# Extraction of Named Entities: Prerequisites
Author: Pierre Nugues

__You must execute this notebook before your start the assignment.__

The goal of the assignment is to create a system to extract syntactic groups from a text. You will apply it to the CoNLL 2003 dataset. 

In this part, you will collect the datasets and the files you need to train your models.

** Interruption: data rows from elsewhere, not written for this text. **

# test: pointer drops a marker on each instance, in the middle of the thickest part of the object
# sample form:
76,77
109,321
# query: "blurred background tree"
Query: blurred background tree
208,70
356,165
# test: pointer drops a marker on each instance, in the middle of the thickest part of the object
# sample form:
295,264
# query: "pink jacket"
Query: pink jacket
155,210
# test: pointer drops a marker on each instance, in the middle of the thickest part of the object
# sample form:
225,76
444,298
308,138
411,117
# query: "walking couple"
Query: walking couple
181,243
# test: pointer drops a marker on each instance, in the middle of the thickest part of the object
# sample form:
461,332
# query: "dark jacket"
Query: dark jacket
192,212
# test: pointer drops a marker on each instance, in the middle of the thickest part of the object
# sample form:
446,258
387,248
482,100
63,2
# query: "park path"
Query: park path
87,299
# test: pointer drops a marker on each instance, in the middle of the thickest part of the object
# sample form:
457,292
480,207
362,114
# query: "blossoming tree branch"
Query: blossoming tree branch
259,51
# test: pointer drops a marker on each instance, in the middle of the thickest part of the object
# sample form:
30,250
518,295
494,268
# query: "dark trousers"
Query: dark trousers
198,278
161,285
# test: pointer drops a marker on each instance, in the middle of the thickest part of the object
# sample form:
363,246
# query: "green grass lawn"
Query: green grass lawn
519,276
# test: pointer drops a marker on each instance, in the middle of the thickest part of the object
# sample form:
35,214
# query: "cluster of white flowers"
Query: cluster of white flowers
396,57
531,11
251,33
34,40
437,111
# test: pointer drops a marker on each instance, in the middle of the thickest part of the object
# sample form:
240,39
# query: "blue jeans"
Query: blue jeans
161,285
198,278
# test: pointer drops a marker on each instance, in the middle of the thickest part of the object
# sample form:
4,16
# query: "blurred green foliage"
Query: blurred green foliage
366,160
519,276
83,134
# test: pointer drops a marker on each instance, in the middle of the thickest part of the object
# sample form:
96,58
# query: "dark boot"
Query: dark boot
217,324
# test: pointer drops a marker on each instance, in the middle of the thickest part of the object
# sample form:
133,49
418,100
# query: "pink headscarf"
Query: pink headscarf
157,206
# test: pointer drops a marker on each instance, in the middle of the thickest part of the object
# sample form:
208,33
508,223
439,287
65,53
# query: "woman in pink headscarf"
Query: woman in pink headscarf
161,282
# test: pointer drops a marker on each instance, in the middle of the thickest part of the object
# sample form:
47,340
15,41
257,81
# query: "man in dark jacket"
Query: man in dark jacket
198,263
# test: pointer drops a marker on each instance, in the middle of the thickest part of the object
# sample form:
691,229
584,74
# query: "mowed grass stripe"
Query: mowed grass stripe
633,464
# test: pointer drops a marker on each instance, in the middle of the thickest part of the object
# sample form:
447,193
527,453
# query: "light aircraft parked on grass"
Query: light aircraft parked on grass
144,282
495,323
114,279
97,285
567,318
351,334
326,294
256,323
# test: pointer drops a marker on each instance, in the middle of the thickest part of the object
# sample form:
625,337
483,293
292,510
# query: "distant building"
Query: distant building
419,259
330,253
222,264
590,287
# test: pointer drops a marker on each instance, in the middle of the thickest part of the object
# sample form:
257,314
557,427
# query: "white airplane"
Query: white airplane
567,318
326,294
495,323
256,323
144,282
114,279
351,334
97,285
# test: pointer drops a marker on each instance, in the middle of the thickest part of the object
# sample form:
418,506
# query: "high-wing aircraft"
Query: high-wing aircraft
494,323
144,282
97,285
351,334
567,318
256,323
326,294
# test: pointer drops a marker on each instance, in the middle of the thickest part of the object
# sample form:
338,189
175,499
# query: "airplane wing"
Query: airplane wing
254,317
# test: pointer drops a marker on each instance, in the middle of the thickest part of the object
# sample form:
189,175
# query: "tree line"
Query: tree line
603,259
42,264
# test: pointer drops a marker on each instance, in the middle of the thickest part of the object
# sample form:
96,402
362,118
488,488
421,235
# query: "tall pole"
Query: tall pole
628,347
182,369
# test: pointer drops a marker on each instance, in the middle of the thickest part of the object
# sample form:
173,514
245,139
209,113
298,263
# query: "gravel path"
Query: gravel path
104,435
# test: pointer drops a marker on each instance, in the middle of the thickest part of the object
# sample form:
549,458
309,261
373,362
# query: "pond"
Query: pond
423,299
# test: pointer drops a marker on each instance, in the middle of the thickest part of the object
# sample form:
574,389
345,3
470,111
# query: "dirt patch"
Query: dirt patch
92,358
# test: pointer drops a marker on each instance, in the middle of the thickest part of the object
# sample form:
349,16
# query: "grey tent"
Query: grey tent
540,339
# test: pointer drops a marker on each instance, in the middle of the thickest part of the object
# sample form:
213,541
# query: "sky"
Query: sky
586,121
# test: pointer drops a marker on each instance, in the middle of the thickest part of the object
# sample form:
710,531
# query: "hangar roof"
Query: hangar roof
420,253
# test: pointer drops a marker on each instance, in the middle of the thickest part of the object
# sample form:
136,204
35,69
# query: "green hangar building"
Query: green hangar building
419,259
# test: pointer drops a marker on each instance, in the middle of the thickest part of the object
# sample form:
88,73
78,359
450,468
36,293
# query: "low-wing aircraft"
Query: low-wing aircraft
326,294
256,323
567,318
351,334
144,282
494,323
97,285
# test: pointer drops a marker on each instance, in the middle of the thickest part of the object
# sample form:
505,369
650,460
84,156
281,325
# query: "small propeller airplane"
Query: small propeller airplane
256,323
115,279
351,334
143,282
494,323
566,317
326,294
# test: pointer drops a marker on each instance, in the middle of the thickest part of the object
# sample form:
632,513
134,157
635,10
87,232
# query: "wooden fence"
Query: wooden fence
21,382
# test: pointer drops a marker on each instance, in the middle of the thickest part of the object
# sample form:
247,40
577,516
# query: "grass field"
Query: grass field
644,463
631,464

You will also collect the script you need to evaluate them.

## Collecting a Training and a Test sets

As annotated data and annotation scheme, you will use the data created for [CoNLL 2003](https://www.clips.uantwerpen.be/conll2003/ner/).
1. Read the description of the CoNLL 2003 task
2. Download both the training, validation, and test sets from https://data.deepai.org/conll2003.zip and decompress them. See the instructions below
3. Note that the tagging scheme has been changed to IOB2 


In [2]:
!wget https://data.deepai.org/conll2003.zip
!unzip -u conll2003.zip
!mkdir conll2003
!mv train.txt valid.txt test.txt conll2003
!rm conll2003.zip

--2024-04-27 11:14:26--  https://data.deepai.org/conll2003.zip
Resolving data.deepai.org (data.deepai.org)... 138.199.37.229
Connecting to data.deepai.org (data.deepai.org)|138.199.37.229|:443... connected.
HTTP request sent, awaiting response... 200 OK
Length: 982975 (960K) [application/zip]
Saving to: 'conll2003.zip'


2024-04-27 11:14:26 (3.49 MB/s) - 'conll2003.zip' saved [982975/982975]

Archive:  conll2003.zip
  inflating: metadata                
  inflating: test.txt                
  inflating: train.txt               
  inflating: valid.txt               
mkdir: conll2003: File exists


## The evaluation script

You will train the models with the training set and the test set to evaluate them. For this, you will apply the `conlleval` script that will compute the harmonic mean of the precision and recall: F1. 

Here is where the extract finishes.